That was really interesting to read. I'm wondering about this a little with my dd. She seems to have a natural understanding of math that she doesn't understand some times and I'm wondering about the whole showing her work thing. How did you go about teaching him to do this?

Not lewelma, but with my dd we did a lot of working backward.  She'd solve the problem first, and then I'd walk her through the standard problem solving steps, having her answer each question in turn.  Here's an example of problem solving steps (from our Dolciani Pre-Algebra book):  1) Read the problem carefully.  2) Decide what is asked for.  3) Look at the facts given.  4) Decide which operations to use.  5) Perform the operations.  6) Check your answer with the statements in the problem. 

So, with my dd, first she'd solve the problem.  Then we'd go back through the steps.  I'd have her read the problem aloud to me (Step 1 in the above list).  Then I'd ask her what she was trying to find and, once she told me, I'd ask her if she had enough information to find it right now, or if she needed to find something else first (Step 2).  Once we'd worked back through the chain of Things We Need to Find to a starting point, something we could find with the information given in the problem (Step 3), we'd start working forward.  So what do you need to do to find that first thing - what operation do you need to do and with what numbers? (Step 4)  Once she could tell me that (sometimes I'd have to prompt her "So, do we add?  Subtract?  Multiply?  Divide?", but she could usually identify what to do from there, once I'd broken down the options and went through them one-by-one), I'd have her write down the equation and solve it (Step 5).  Then we'd look at the next link in the chain: now what do you need to do? (Back to Step 4)  And once she could tell me, I'd have her write the equation and solve it (Step 5 again).  We'd keep working our way forward step-by-step through our list of Things To Find till she'd found what the problem was asking for.  Then I'd have her write the answer in a sentence, which required her to look back at the problem and check that what she found was what the problem wanted her to find (Step 6).

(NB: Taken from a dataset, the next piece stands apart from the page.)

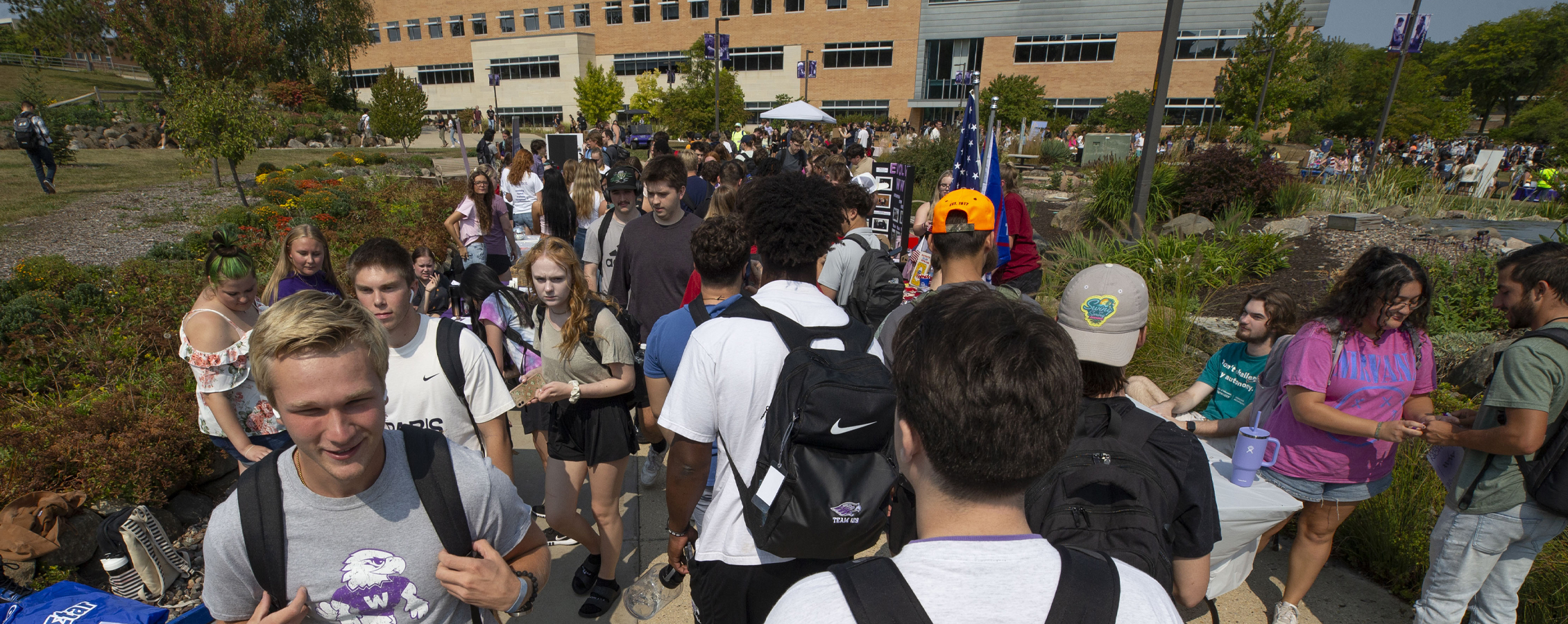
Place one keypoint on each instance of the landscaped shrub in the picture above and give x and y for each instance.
(1114, 187)
(1222, 176)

I think we spent the better part of 4th grade working together through Intensive Practice in that way before she really internalized it.  When she got stuck on a step, I'd go back to the usual teaching methods for whatever concept it was, I'd often pull out manipulatives, I'd work through a bar diagram with her - whatever it took for her to make the connection between her intuitive understanding and the logic of the steps.

13 hours ago, square_25 said:

Not sure where I'm going with this (I should really be asleep already)... maybe I'm just curious how you train someone in logical progressions that aren't intuitive to them without them starting to think that what they are doing are black boxes?  

With my n-of-1, I did it by a) letting dd solve the problem her way first, so that she had an intuitive understanding to build on, and b) by making sure each step made sense to her, that she at least understood why it was a mathematically valid, legitimate step to take, that it connected to her intuitive understanding of math in general even if she didn't necessarily see how it connected to her intuitive approach to this problem in particular.  If she felt like something I wanted her to do made no sense, we'd stop and look at it from as many directions as it took for her to understand.  It definitely helped that she flat out won't do anything she doesn't understand.  If something was a black box to her, she'd balk and refuse, instead of go through the motions to get it over with.  So I always knew if she was having a problem understanding.